By Nature's self in white arrayed,
She bade thee shun the vulgar eye,
And planted here the guardian shade,
And sent soft waters murmuring by;
Thus quietly thy summer goes,
Thy days declining to repose.

Smit with those charms, that must decay,
I grieve to see your future doom;

They died nor were those flowers more gay,
The flowers that did in Eden bloom;

Unpitying frosts, and Autumn's power
Shall leave no vestige of this flower.

From morning suns and evening dews
At first thy little being came:

If nothing once, you nothing lose,

For when you die you are the same;

The space between, is but an hour,
The frail duration of a flower.

THE DEATH SONG OF A CHEROKEE INDIAN

The sun sets in night, and the stars shun the day,
But glory remains when their lights fade away.
Begin, ye tormentors: your threats are in vain
For the son of Alknomock can never complain.

Remember the woods, where in ambush he lay,
And the scalps which he bore from your nation away!
Why do ye delay?— 'till I shrink from my pain?
Know the son of Alknomock can never complain..

Remember the arrows he shot from his bow,
Remember your chiefs by his hatchet laid low,
The flame rises high, you exult in my pain?
Know the son of Alknomock will never complain.

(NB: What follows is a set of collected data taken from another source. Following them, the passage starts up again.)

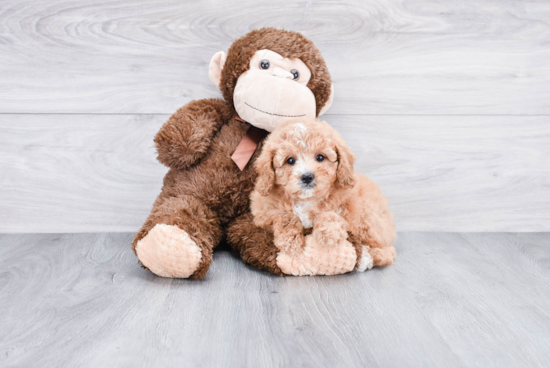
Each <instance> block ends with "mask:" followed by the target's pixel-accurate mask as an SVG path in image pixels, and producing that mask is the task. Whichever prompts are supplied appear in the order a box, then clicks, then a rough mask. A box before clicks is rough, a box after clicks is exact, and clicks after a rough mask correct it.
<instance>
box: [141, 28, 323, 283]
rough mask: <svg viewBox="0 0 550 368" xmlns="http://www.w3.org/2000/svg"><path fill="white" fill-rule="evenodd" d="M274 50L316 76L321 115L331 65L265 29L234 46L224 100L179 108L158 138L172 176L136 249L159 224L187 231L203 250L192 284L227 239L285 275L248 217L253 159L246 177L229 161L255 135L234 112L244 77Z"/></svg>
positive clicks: (160, 150)
mask: <svg viewBox="0 0 550 368" xmlns="http://www.w3.org/2000/svg"><path fill="white" fill-rule="evenodd" d="M260 49H270V50H273V51H275V52H277V53H279V54H281V55H283V56H285V57H297V58H300V59H301V60H302V61H303V62H304V63H305V64H306V65H307V66H308V67H309V68H310V70H311V72H312V78H311V80H310V82H309V85H308V86H309V87H310V88H311V90H312V91H313V93H314V94H315V98H316V100H317V112H319V111H320V109H321V108H322V107H323V105H324V103H325V102H326V101H327V100H328V98H329V94H330V86H331V80H330V75H329V74H328V71H327V69H326V65H325V62H324V60H323V58H322V56H321V54H320V52H319V50H317V48H316V47H315V46H314V45H313V43H312V42H311V41H309V40H307V39H306V38H304V37H303V36H302V35H300V34H299V33H295V32H290V31H282V30H276V29H273V28H265V29H261V30H258V31H252V32H250V33H249V34H247V35H245V36H244V37H242V38H240V39H238V40H237V41H235V43H234V44H233V45H232V46H231V48H230V50H229V52H228V57H227V61H226V63H225V65H224V68H223V72H222V81H221V83H220V88H221V91H222V93H223V96H224V98H225V101H223V100H221V99H207V100H198V101H192V102H190V103H188V104H187V105H185V106H184V107H182V108H180V109H179V110H178V111H177V112H176V113H175V114H174V115H172V117H170V119H169V120H168V121H167V122H166V123H165V124H164V125H163V126H162V128H161V129H160V131H159V132H158V133H157V135H156V137H155V143H156V146H157V151H158V159H159V161H160V162H161V163H163V164H164V165H166V166H168V167H169V168H170V170H169V171H168V173H167V174H166V177H165V178H164V186H163V188H162V192H161V193H160V195H159V197H158V198H157V200H156V201H155V203H154V205H153V209H152V211H151V214H150V215H149V217H148V218H147V220H146V221H145V223H144V225H143V227H142V228H141V230H140V231H139V232H138V233H137V234H136V236H135V239H134V242H133V246H132V248H133V249H134V251H135V250H136V245H137V243H138V242H139V241H140V240H141V239H143V238H144V237H145V236H146V235H147V234H148V233H149V231H150V230H151V229H152V228H153V227H154V226H155V225H156V224H166V225H175V226H177V227H179V228H180V229H182V230H184V231H186V232H187V233H188V234H189V236H190V237H191V239H192V240H193V241H194V242H195V243H196V244H197V245H198V246H199V247H200V249H201V251H202V259H201V264H200V266H199V268H198V269H197V271H195V273H194V274H193V275H192V276H191V277H192V278H196V279H201V278H203V277H204V276H205V274H206V272H207V271H208V268H209V266H210V264H211V262H212V252H213V248H214V247H215V246H216V245H217V244H218V243H219V242H220V241H221V240H222V239H223V238H224V237H225V236H226V237H227V240H228V242H229V244H230V245H231V246H232V247H233V248H234V249H235V250H237V251H238V252H239V253H240V255H241V256H242V257H243V259H244V260H245V262H248V263H250V264H253V265H255V266H256V267H259V268H262V269H266V270H268V271H270V272H273V273H275V274H282V272H281V270H280V269H279V268H278V267H277V264H276V261H275V259H276V254H277V249H276V248H275V247H274V246H273V243H272V235H271V234H269V233H267V232H266V231H265V230H263V229H259V228H257V227H256V226H255V225H254V223H253V221H252V217H251V216H250V214H249V197H250V193H251V191H252V188H253V184H254V181H255V179H256V171H255V169H254V160H255V159H256V157H257V156H258V152H259V151H260V149H261V143H260V146H259V147H258V150H257V151H256V153H255V154H254V156H253V157H252V159H251V162H249V163H248V165H247V166H246V168H245V169H244V170H243V171H242V172H241V171H240V170H239V168H238V167H237V166H236V164H235V163H234V162H233V161H232V160H231V155H232V154H233V152H234V151H235V149H236V147H237V145H238V144H239V142H240V141H241V139H242V138H243V136H244V135H245V133H246V131H247V129H248V128H249V126H250V125H249V124H248V123H244V122H242V121H239V120H238V119H236V118H238V116H237V114H236V112H235V110H234V108H233V105H232V98H233V91H234V88H235V84H236V82H237V79H238V77H239V76H240V74H242V73H243V72H244V71H246V70H247V69H248V65H249V61H250V58H251V57H252V55H253V54H254V53H255V52H256V51H257V50H260Z"/></svg>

I go to the land where my father is gone:
His ghost shall rejoice in the fame of his son,

Death comes like a friend, he relieves me from pain,
And thy son, O Alknomock, has scorned to complain.

THE INDIAN BURYING GROUND

In spite of all the learned have said,
I still my old opinion keep;
The posture, that we give the dead,
Points out the soul's eternal sleep.

Not so the ancients of these lands

The Indian, when from life released,
Again is seated with his friends,

And shares again the joyous feast.1

His imaged birds, and painted bowl,
And venison, for a journey dressed,
Bespeak the nature of the soul,
Activity, that knows no rest.

His bow, for action ready bent,
And arrows, with a head of stone,
Can only mean that life is spent,

And not the old ideas gone.

1 The North American Indians bury their dead in a sitting posture; decorating the corpse with wampum, the images of birds, quadrupeds, &c: And (if that of a warrior) with bows, arrows, tomhawks, and other military weapons.